Sunday, September 27, 2009

The 'so-far' summary...

My 2009 summer....
June 12: lump found while showering
June 13: panicked visit to local clinic
June 26: ultrasound
July 23: meet with surgeon who recommended a fine needle aspiration
July 30: fine needle aspiration (like a biopsy)
Aug 07: meet with surgeon for diagnosis confirming cancer
Aug 13: mammogram
Aug 20: MRI
Aug 26 : Surgery to remove left breast, insert a tissue expander on the left side to prepare for an implant, and to reduce right breast
Oct 01: meet with Oncologist to find out the treatment plan

So my diagnosis showed overall Stage 2 because my lump was 3cm in size and one lymph node was involved. I was ER, PR & HER2 positive which basically means that hormones affect the tumour and will be part of the determination of the treatment plan.

Stage 2 is still considered 'early' for breast cancer - but of course, not as early as it could have been. It means I will have more extensive treatment than if I had been diagnosed at Stage 1.

Every couple of weeks, my tissue expander has saline added to it so that it slowly expands to make room for an implant. To do this, the plastic surgeon uses a device like a 'stud-finder' to find where the valve is on the expander, and then sticks a big-ass needle in there to inject the saline. It doesn't hurt - but it looks like it will hurt when he comes at me with a giant needle. Once the expander is the size that matches my newly reduced right breast, they will stop injecting saline, and then it stays that way for several months. I won't get the implant until after my chemotherapy is all finished with.

Just so you know, the right side breast reduction has little to do with the cancer diagnosis - it was something I had always wanted to do but was too scared to.
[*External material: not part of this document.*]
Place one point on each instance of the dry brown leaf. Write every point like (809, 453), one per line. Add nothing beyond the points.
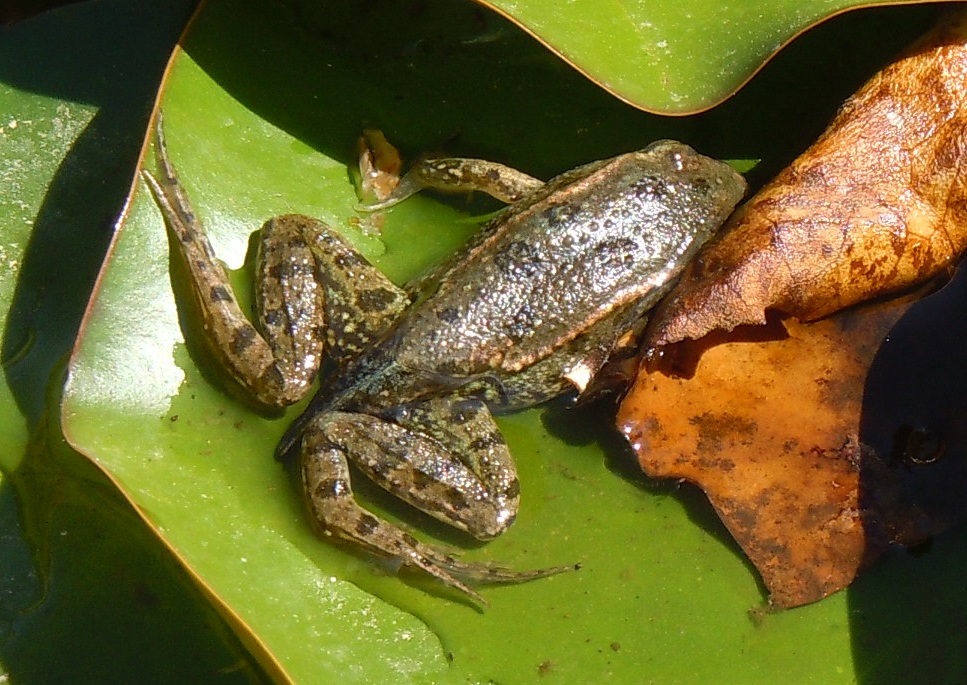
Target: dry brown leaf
(768, 423)
(877, 204)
So that was the 'good' side of getting cancer.... although, it probably helped the cancer part of it in that reconstruction of a breast to match a smaller opposite size is likely easier than it is for a bigger size.

At this point, the plan is that I will be off work until all the cancer stuff including chemo & reconstructive surgery is done with; however, one never knows for sure how all this works or what might be best for me, so nothing is written in stone. My work has been extremely supportive and has made this process for me as stress-free as possible!